MTU mismatch is a widely known root cause of TCP connection timeouts and other issues.
In the pod:
[vagrant@node02 ~]$ sudo docker exec -it $(sudo docker ps | grep virt-launcher-ovm-cirros | grep entrypoint.sh | awk -e '{print $1}') ip a
...
3: eth0@if55: <BROADCAST,MULTICAST,UP,LOWER_UP> mtu 1450 qdisc noqueue master br1 state UP group default
link/ether 72:c3:ee:4e:61:a7 brd ff:ff:ff:ff:ff:ff link-netnsid 0
inet6 fe80::70c3:eeff:fe4e:61a7/64 scope link
valid_lft forever preferred_lft forever
4: br1: <BROADCAST,MULTICAST,UP,LOWER_UP> mtu 1450 qdisc noqueue state UP group default
link/ether 72:c3:ee:4e:61:a7 brd ff:ff:ff:ff:ff:ff
inet 169.254.75.86/32 brd 169.254.75.86 scope global br1
valid_lft forever preferred_lft forever
inet6 fe80::70c3:eeff:fe4e:61a7/64 scope link
valid_lft forever preferred_lft forever
5: vnet0: <BROADCAST,MULTICAST,UP,LOWER_UP> mtu 1450 qdisc pfifo_fast master br1 state UNKNOWN group default qlen 1000
link/ether fe:58:0a:f4:01:33 brd ff:ff:ff:ff:ff:ff
inet6 fe80::fc58:aff:fef4:133/64 scope link
valid_lft forever preferred_lft forever
In the VM:
$ ip a
...
2: eth0: <BROADCAST,MULTICAST,UP,LOWER_UP> mtu 1500 qdisc pfifo_fast qlen 1000
link/ether 0a:58:0a:f4:01:33 brd ff:ff:ff:ff:ff:ff
inet 10.244.1.51/24 brd 10.244.1.255 scope global eth0
valid_lft forever preferred_lft forever
inet6 fe80::858:aff:fef4:133/64 scope link
valid_lft forever preferred_lft forever
Note that it's 1450 in the pod but 1500 inside the VM.

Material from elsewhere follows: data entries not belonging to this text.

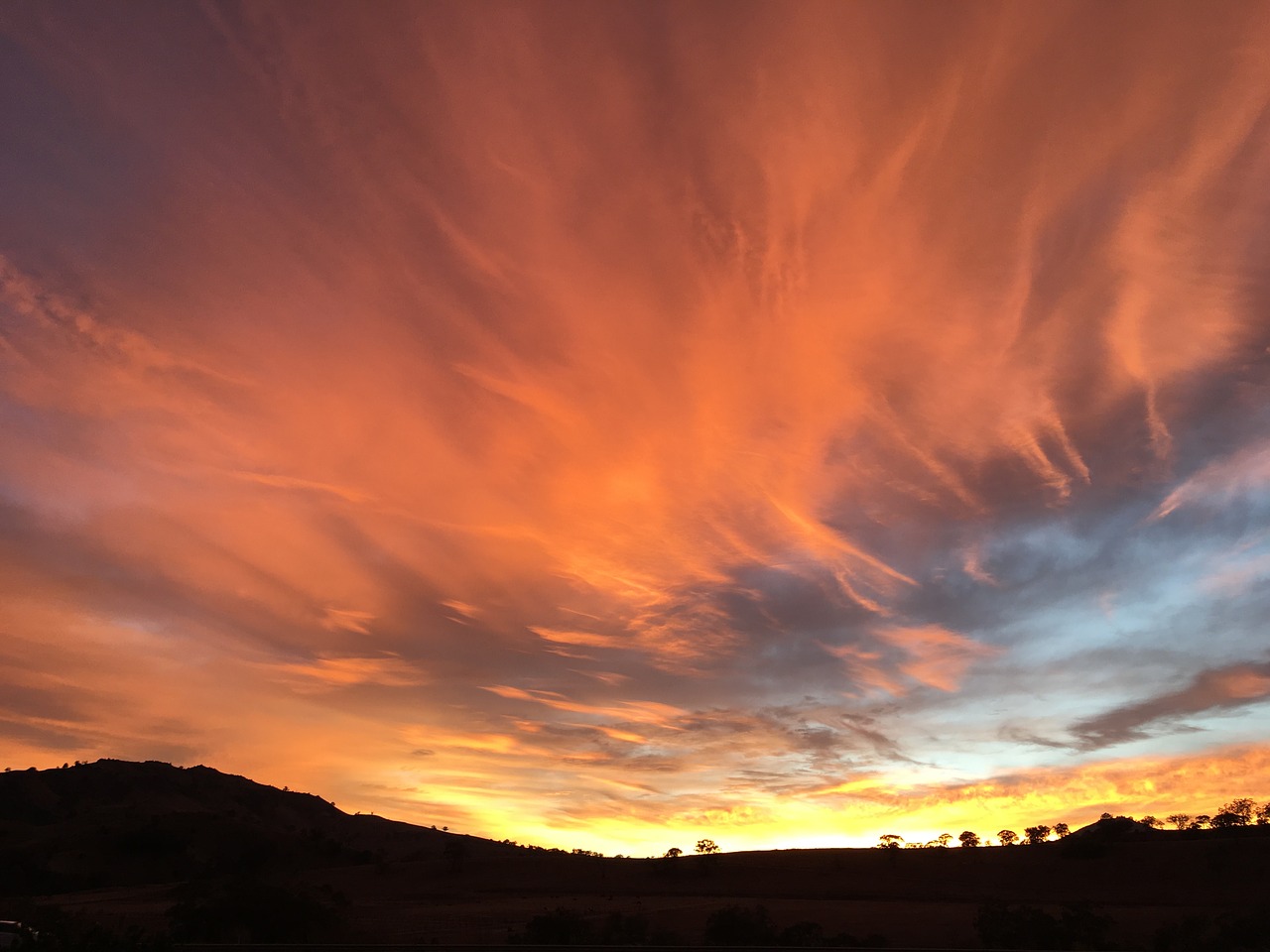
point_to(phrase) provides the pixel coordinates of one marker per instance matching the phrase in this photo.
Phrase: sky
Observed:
(607, 425)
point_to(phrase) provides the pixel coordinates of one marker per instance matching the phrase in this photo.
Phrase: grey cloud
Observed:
(1210, 690)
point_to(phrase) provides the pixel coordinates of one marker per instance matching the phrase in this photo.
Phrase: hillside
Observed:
(207, 856)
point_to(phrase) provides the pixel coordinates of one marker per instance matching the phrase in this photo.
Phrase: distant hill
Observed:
(203, 856)
(117, 823)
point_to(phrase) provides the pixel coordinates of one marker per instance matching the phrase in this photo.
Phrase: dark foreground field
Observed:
(118, 855)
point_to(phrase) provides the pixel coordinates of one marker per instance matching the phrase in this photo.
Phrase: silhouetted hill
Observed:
(213, 857)
(118, 823)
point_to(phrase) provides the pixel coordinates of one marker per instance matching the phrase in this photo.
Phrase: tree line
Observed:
(1241, 811)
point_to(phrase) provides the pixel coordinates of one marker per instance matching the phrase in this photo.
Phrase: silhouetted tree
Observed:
(1241, 810)
(1037, 834)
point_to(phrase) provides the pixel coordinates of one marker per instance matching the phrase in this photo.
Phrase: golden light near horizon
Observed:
(594, 425)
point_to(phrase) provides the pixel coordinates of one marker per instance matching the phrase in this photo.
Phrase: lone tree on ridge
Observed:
(1037, 834)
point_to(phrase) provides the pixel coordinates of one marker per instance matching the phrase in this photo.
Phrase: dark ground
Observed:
(116, 852)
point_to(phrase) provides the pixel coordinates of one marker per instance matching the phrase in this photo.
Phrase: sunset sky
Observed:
(613, 424)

Connectivity issue can be confirmed with the following commands executed from the VM:
$ ping -s 1422 8.8.8.8
PING 8.8.8.8 (8.8.8.8): 1422 data bytes
1430 bytes from 8.8.8.8: seq=0 ttl=56 time=14.883 ms
^C
--- 8.8.8.8 ping statistics ---
1 packets transmitted, 1 packets received, 0% packet loss
round-trip min/avg/max = 14.883/14.883/14.883 ms
$ ping -s 1423 8.8.8.8
PING 8.8.8.8 (8.8.8.8): 1423 data bytes
^C
--- 8.8.8.8 ping statistics ---
2 packets transmitted, 0 packets received, 100% packet loss
As you can see, anything larger than 1422 (+28 bytes for IP header overhead) doesn't get through the network.
The fix here is to advertise desired MTU to the VM via DHCP option: http://www.networksorcery.com/enp/protocol/bootp/option026.htm (Note it assumes DHCPv4 enabled; IPv6-only images, or images with static IP configuration, won't work; time will tell if these are legit scenarios to handle for kubevirt, so this issue is for the base case of DHCPv4 enabled images only.)
@booxter would you also like to work on a PR for that? Just let us know.
Yes @rmohr I am working on it, I just don't see an option for me to self-assign the issue (btw the fix will probably also require some preparatory steps in https://github.com/vishvananda/netlink to expose interface MTU).
btw the fix will probably also require some preparatory steps in https://github.com/vishvananda/netlink to expose interface MTU
I think, maybe I'm wrong, if you'd get a link to the device, you could read/write the MTU via the attrs
https://godoc.org/github.com/vishvananda/netlink#LinkAttrs
You are right @vladikr I already figured it out and have the code, will post later.
I have a fix (see above) though I need to add a functional test case before proposing it for merge.
The test I envision will: 1) extract eth0 MTU from result of 'ip a' called on the VM; 2) ping the VM with the interface MTU sized payload, and vice versa, and check that ping succeeds. I will probably need to extract remote command execution logic from an Expecter usage in tests/vm_userdata_test.go and reuse it in the new test case.
The scenario sounds ok in general. Another one would be to start a vm, open serial console connection, check MTU there, then open a kubectl exec connection to the pod of the vm and check mtu on the bridge too ...
We have helper functions for executing commands inside pods and inside vms, they may help you: ExecuteCommandOnPod and LoggedInCirrosExpecter.